Sejalan dengan itu, laba per saham (EPS) juga meningkat tajam menjadi Rp809 per saham, dari sebelumnya Rp510 per saham.
Berdasarkan laporan keuangan yang diterbitkan Selasa (31/3) disebutkan kenaikan laba ini terjadi di tengah penurunan pendapatan yang tercatat sebesar Rp89,37 triliun hingga 31 Desember 2025, turun dari Rp98,65 triliun pada periode yang sama tahun sebelumnya.

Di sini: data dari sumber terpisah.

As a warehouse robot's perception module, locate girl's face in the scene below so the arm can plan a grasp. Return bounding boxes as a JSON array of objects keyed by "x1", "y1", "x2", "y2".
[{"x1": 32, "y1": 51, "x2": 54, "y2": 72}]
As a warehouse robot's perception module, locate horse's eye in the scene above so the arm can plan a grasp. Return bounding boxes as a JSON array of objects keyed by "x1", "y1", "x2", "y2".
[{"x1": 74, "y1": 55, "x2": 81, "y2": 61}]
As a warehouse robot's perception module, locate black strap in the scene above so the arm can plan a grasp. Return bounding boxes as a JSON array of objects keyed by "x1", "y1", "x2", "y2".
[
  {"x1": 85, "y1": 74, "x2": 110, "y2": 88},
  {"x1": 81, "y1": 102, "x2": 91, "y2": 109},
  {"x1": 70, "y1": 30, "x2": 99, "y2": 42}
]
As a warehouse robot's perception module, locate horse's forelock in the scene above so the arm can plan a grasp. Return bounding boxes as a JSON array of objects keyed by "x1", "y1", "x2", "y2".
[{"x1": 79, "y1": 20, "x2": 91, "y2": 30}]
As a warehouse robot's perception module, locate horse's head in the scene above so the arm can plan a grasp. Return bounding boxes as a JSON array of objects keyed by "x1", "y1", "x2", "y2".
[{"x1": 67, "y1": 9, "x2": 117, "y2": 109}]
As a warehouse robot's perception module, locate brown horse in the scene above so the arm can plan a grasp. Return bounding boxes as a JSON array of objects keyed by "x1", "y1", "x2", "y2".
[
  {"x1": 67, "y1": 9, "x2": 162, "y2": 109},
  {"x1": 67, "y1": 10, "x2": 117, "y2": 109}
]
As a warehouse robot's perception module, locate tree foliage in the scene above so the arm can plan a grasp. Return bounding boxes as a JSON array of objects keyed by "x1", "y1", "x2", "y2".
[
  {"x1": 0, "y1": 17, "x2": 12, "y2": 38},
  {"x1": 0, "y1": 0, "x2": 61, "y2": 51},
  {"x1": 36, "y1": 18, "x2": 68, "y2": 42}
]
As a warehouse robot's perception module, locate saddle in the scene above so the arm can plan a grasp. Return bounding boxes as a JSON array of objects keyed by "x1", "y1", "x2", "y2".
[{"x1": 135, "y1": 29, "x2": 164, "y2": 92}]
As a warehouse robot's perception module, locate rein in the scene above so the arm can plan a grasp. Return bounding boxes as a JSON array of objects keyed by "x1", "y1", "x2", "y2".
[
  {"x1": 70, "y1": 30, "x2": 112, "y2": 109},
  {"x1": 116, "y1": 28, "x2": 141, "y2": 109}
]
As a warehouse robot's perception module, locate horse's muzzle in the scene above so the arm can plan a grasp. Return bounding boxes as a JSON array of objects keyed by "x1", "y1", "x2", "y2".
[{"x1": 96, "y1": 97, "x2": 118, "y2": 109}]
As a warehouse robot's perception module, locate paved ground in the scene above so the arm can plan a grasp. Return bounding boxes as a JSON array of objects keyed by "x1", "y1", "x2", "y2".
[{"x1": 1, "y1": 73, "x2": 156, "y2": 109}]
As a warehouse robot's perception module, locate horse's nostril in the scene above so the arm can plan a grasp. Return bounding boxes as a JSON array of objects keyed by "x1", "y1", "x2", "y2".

Secara operasional, laba usaha perseroan justru meningkat menjadi Rp2,83 triliun dari Rp1,90 triliun. Hal ini didorong oleh penurunan beban usaha menjadi Rp6,62 triliun dari Rp7,69 triliun, serta efisiensi di berbagai lini operasional.
Sementara itu, laba sebelum pajak juga melonjak menjadi Rp2,55 triliun dari Rp1,40 triliun pada tahun sebelumnya. Meski beban pajak meningkat signifikan menjadi Rp993,95 miliar, laba bersih tetap mencatatkan pertumbuhan kuat.
Dari sisi neraca, total aset perseroan tercatat sebesar Rp75,25 triliun hingga akhir 2025, turun dari Rp84,94 triliun pada 2024. Penurunan ini sejalan dengan berkurangnya persediaan yang turun signifikan menjadi Rp33,38 triliun dari Rp40,42 triliun.
Kabar positif datang dari sisi struktur keuangan. Total liabilitas berhasil ditekan drastis menjadi Rp12,68 triliun dari Rp23,02 triliun, terutama karena penurunan pinjaman bank jangka pendek.
Dengan kondisi tersebut, ekuitas perseroan meningkat menjadi Rp62,57 triliun dari Rp61,91 triliun.